Reputation: 599
What is the approach to correctly encoding and parsing variable length messages over TCP? Ex suppose we want to send a message which consists of a mix of string texts and a binary file.
Upvotes: 0
Views: 603
Reputation: 764
Just adding to the excellent answer already posted in this thread.
If the purpose of your question is education, you could take a look at RFC 6455, Section 5.2 how messages are framed in the WebSocket protocol.
If you need to implement communication over TCP, you could also save time by reusing existing RPC protocols, such as gRPC, Apache Thrift, XML-RPC, JSON-RPC, and many others. The mentioned WebSocket protocol can also be used by non-browser clients (which might be a good option if you are planning to expand functionality to the browser in the future).
Most MessagePack libraries would also let you deserialize a MessagePack-encoded from a stream without providing its length, so you could simply talk by sending and receiving MessagePack messages over your socket.
Upvotes: 1
Reputation: 182819
It depends on the protocol you're implementing on top of TCP. Its specification will tell you the correct approach to use.
If you're designing the protocol, generally you just follow the design of whatever existing protocol is closest to what you're doing.
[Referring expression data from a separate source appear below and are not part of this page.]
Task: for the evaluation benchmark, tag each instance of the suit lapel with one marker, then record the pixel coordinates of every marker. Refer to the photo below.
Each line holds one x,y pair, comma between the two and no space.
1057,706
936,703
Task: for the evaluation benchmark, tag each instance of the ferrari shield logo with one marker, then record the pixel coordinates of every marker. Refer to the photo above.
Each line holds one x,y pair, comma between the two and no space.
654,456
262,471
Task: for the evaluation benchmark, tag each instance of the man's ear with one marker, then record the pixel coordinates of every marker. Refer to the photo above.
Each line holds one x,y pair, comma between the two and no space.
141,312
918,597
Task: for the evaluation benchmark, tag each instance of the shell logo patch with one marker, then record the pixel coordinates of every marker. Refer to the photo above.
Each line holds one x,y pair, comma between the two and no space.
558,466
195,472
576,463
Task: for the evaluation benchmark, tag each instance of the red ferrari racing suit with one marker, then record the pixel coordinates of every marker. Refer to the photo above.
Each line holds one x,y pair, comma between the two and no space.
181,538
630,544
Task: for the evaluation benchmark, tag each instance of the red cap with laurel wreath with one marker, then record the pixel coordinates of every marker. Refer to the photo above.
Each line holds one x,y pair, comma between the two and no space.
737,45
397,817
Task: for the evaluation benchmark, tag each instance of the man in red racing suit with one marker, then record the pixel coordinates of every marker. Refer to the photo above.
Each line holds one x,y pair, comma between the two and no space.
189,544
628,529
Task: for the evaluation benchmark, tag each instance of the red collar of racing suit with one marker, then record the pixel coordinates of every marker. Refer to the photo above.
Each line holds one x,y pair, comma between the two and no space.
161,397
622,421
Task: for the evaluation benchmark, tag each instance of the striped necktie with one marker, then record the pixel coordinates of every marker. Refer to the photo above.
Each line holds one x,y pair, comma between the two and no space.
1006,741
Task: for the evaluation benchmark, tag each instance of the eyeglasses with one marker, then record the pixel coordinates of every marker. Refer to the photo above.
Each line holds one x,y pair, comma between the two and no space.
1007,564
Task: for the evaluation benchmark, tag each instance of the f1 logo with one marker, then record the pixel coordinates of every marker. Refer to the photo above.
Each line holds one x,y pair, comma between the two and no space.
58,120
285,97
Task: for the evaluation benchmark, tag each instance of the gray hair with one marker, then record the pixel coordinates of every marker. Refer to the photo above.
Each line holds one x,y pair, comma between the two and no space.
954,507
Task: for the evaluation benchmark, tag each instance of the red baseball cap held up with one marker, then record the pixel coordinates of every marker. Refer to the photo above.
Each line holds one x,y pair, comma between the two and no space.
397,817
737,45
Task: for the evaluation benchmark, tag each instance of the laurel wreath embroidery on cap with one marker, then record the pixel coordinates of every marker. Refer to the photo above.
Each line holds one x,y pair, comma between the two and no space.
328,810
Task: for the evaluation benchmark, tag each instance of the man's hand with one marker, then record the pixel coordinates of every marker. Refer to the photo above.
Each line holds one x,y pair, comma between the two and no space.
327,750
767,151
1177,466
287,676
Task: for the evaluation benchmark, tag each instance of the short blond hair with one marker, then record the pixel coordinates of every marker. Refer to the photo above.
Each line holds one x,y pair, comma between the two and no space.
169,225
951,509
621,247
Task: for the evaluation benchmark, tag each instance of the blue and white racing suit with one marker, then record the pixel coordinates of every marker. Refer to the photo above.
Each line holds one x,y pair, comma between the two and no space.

Common schemes include:
You encode each message as text ending with a newline character. The receiver just reads blocks of data and searches them for newline characters.
You encode each message as a variable length block and send a 4-byte integer length (in network byte order) prior to each block. The receiver reads blocks of data, when it has 4 bytes, it determines the length of the message, when it has that many more bytes, it "snips off" the message and parses any leftover.
You encode a message in a format like XML or JSON.
Upvotes: 1